I'm planning on purchasing a copper bender. I have never owned one before, and need some input.

Is a ratcheting bender necessary such as the ridgid 358

http://www.ridgid.com/Tools/Geared-Ratchet-Bender

Or will a 310 lever bender suffice

http://www.ridgid.com/Tools/300-Series-Lever-Benders/EN/index.htm


If it just a mater or easier bending, a young guy like myself would rather save $250 and get a free work out.


----------



## Airgap (Dec 18, 2008)

The 300 series benders work great. Save yourself the money. If you're bending soft copper you won't be getting a workout anyway. They're also fine for bending stainless tubing, which can be a workout after a while. :thumbsup:


----------



## pauliplumber (Feb 9, 2009)

We used to use a lever bender smaller than the one in that pic and had no problem bending 1/2 and 3/4 L. If I did a lt of new construction copper I would definatley have one.


----------



## TheMaster (Jun 12, 2009)

I just got the one in the last pic for 5/8"o.d. copper used off ebay for 30 bucks or somthing close to 30. I love it. Works great.


----------



## rombo (Jul 17, 2008)

I won't be bending much soft copper, It will be used for 1/2 L. About 50% of my work is new construction so it will get used often, I hope.
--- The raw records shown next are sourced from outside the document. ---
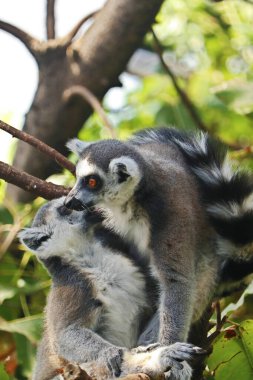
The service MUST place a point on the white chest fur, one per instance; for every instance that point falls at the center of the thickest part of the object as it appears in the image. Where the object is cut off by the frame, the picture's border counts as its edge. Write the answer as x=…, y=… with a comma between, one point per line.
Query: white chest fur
x=134, y=227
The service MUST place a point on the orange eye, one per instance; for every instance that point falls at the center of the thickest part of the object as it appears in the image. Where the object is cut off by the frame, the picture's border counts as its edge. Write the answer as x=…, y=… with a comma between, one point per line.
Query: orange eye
x=92, y=183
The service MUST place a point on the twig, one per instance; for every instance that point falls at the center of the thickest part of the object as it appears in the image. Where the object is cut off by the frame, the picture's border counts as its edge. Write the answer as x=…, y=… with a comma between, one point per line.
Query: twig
x=50, y=19
x=69, y=37
x=183, y=95
x=30, y=183
x=29, y=41
x=93, y=101
x=42, y=147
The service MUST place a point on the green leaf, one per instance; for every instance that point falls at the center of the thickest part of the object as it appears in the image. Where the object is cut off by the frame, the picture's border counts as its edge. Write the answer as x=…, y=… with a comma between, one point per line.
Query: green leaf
x=232, y=356
x=30, y=327
x=3, y=374
x=25, y=354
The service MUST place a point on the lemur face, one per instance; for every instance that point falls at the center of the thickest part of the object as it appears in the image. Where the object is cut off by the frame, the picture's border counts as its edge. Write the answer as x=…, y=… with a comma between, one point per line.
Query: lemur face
x=53, y=229
x=108, y=172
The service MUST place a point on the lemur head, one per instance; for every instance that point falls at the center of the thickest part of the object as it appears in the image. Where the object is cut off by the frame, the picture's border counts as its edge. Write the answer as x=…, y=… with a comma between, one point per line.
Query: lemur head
x=54, y=229
x=108, y=172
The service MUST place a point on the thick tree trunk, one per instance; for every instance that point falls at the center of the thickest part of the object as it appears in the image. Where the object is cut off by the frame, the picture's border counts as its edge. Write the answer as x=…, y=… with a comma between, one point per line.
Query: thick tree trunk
x=95, y=61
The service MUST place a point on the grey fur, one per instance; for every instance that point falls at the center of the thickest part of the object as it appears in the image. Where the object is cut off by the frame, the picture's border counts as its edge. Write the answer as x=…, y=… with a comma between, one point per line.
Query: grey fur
x=158, y=206
x=95, y=305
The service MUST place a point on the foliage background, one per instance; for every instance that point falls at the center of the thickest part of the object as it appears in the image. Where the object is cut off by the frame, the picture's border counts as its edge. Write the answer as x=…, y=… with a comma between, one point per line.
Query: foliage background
x=209, y=47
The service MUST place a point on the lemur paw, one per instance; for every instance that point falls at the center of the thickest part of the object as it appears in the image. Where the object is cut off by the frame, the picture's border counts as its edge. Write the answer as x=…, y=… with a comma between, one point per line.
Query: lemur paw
x=148, y=348
x=157, y=359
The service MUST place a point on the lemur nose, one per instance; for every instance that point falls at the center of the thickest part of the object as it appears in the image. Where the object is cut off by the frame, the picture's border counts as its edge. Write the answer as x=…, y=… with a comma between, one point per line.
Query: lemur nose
x=74, y=204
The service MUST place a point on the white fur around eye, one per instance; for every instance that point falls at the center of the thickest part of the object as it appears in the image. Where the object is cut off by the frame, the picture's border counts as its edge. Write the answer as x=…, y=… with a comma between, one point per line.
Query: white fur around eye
x=131, y=166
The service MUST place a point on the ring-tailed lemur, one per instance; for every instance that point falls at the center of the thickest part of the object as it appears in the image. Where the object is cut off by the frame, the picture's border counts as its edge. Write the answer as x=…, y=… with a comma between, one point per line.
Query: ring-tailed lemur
x=100, y=301
x=178, y=200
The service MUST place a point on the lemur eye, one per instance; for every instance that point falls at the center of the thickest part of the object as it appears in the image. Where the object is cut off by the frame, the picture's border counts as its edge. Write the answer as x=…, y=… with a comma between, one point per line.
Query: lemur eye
x=93, y=182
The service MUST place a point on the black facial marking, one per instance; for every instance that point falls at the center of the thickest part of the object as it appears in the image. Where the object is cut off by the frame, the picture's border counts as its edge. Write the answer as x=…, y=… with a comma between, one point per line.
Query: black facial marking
x=92, y=177
x=35, y=243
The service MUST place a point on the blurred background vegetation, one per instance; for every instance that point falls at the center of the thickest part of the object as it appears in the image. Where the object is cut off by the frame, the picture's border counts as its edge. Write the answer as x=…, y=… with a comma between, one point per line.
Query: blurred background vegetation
x=209, y=49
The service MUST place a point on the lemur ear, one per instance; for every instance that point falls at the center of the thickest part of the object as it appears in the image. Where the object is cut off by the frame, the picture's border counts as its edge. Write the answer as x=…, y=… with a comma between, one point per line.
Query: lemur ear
x=32, y=238
x=77, y=146
x=124, y=167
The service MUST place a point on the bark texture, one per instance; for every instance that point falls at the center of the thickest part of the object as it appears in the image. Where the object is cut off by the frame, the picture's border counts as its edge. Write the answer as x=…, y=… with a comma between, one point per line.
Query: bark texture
x=95, y=60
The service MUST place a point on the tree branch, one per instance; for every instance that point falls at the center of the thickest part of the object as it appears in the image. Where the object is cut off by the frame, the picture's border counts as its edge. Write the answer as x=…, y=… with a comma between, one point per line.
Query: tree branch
x=50, y=19
x=93, y=102
x=30, y=183
x=29, y=41
x=38, y=144
x=184, y=97
x=69, y=37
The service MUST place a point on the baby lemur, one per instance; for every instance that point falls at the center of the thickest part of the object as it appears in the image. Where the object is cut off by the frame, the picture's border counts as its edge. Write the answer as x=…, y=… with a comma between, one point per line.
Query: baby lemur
x=101, y=299
x=176, y=197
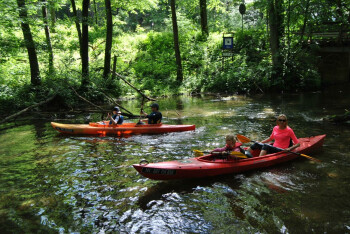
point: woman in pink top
(283, 136)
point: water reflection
(57, 183)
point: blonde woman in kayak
(282, 135)
(231, 145)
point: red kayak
(210, 165)
(119, 130)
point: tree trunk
(52, 15)
(114, 67)
(29, 42)
(306, 12)
(76, 19)
(95, 9)
(203, 13)
(276, 32)
(85, 44)
(48, 38)
(179, 77)
(109, 34)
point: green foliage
(143, 44)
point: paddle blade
(243, 139)
(238, 154)
(198, 153)
(311, 158)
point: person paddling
(116, 118)
(283, 136)
(155, 117)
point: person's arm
(295, 141)
(143, 113)
(114, 121)
(267, 140)
(219, 149)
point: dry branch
(139, 91)
(27, 109)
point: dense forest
(161, 47)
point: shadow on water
(57, 183)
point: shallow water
(68, 184)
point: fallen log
(129, 114)
(27, 109)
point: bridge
(334, 50)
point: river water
(51, 183)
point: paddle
(233, 153)
(245, 139)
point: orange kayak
(119, 130)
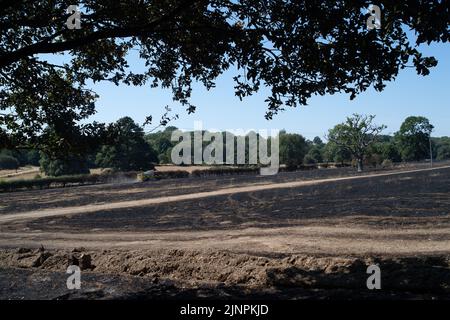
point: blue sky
(409, 94)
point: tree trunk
(360, 165)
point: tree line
(357, 141)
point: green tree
(443, 148)
(356, 135)
(335, 153)
(293, 148)
(414, 138)
(297, 49)
(129, 150)
(8, 162)
(161, 142)
(314, 155)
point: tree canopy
(356, 135)
(414, 138)
(129, 150)
(295, 48)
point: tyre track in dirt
(35, 214)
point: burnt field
(291, 236)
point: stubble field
(294, 235)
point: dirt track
(309, 237)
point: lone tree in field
(414, 138)
(356, 135)
(129, 150)
(296, 49)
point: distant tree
(129, 150)
(335, 153)
(69, 165)
(390, 151)
(8, 162)
(414, 138)
(314, 155)
(293, 148)
(318, 142)
(443, 148)
(296, 49)
(161, 142)
(356, 135)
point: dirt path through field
(226, 191)
(289, 240)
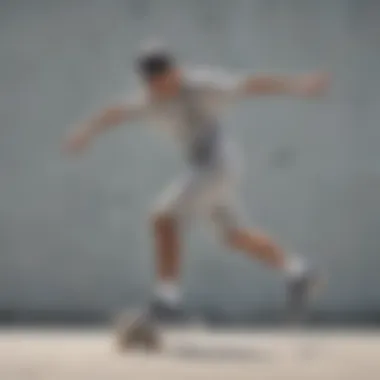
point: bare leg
(167, 248)
(258, 246)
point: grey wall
(73, 233)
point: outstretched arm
(106, 119)
(314, 84)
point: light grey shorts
(210, 191)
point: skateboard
(135, 330)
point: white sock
(168, 291)
(295, 266)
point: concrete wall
(73, 233)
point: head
(158, 69)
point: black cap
(154, 60)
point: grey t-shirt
(192, 116)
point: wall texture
(73, 232)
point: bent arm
(106, 119)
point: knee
(246, 239)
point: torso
(192, 118)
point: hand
(77, 141)
(316, 84)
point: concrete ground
(193, 354)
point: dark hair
(154, 61)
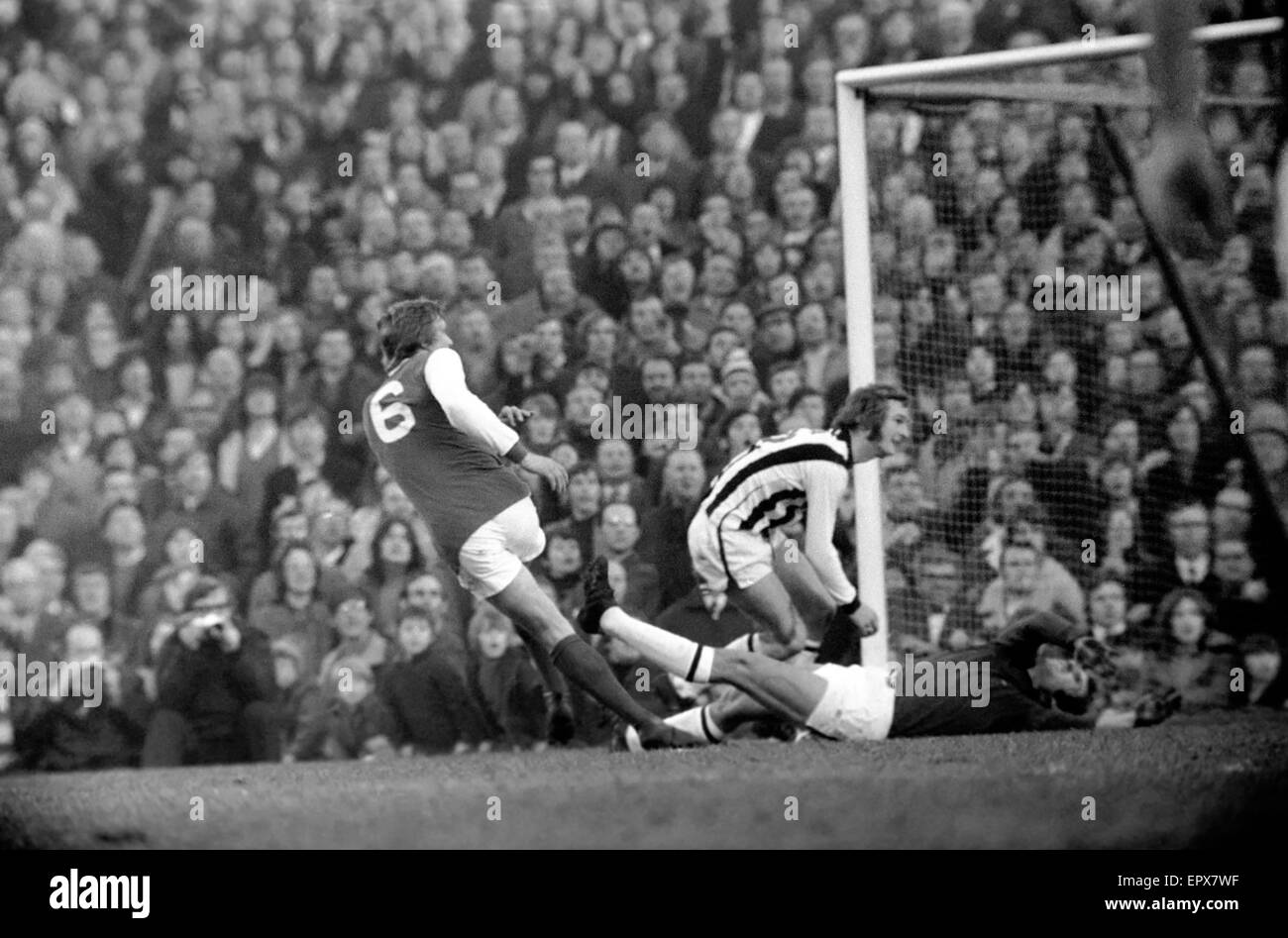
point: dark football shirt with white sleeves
(443, 446)
(778, 479)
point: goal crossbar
(853, 86)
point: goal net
(1078, 385)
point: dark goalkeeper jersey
(1013, 701)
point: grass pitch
(1209, 783)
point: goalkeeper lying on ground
(1012, 686)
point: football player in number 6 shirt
(449, 453)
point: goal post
(953, 81)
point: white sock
(751, 642)
(677, 655)
(697, 723)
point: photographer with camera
(215, 688)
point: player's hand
(553, 471)
(1183, 191)
(864, 620)
(513, 415)
(715, 603)
(1116, 719)
(1091, 654)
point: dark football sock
(590, 672)
(554, 681)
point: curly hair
(406, 326)
(866, 409)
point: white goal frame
(851, 85)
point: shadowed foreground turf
(1176, 784)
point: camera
(211, 624)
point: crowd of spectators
(612, 198)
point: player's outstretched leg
(533, 611)
(787, 690)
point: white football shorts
(496, 552)
(858, 703)
(721, 556)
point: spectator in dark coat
(224, 530)
(432, 707)
(215, 688)
(349, 719)
(91, 724)
(507, 680)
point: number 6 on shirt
(384, 414)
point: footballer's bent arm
(445, 373)
(825, 484)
I kinda thought the 358 looked a little overkill. I'm glad I asked.


----------



## rombo (Jul 17, 2008)

Any of you seasoned benders have any tips to get started?


----------



## user2091 (Sep 27, 2009)

any of the 300 series are great and i do end up using the 456 tri more than anything else.


----------



## Airgap (Dec 18, 2008)

rombo said:


> Any of you seasoned benders have any tips to get started?


 If you're going to be running multiple lines, you need to know the difference between a left hand and a right hand bend. This will help keep things uniform and equal centers.


----------



## pauliplumber (Feb 9, 2009)

rombo said:


> Any of you seasoned benders have any tips to get started?


 Only bend type L copper or thicker and never bend past a 45 degree angle.


----------



## Protech (Sep 22, 2008)

What's wrong with a 90 bend?


----------



## pauliplumber (Feb 9, 2009)

The more you bend copper pipe the more it stretches out (thins and weakens) the outer side of the bend.


----------



## Protech (Sep 22, 2008)

isn't that how wwrot 90s are made at the factory


----------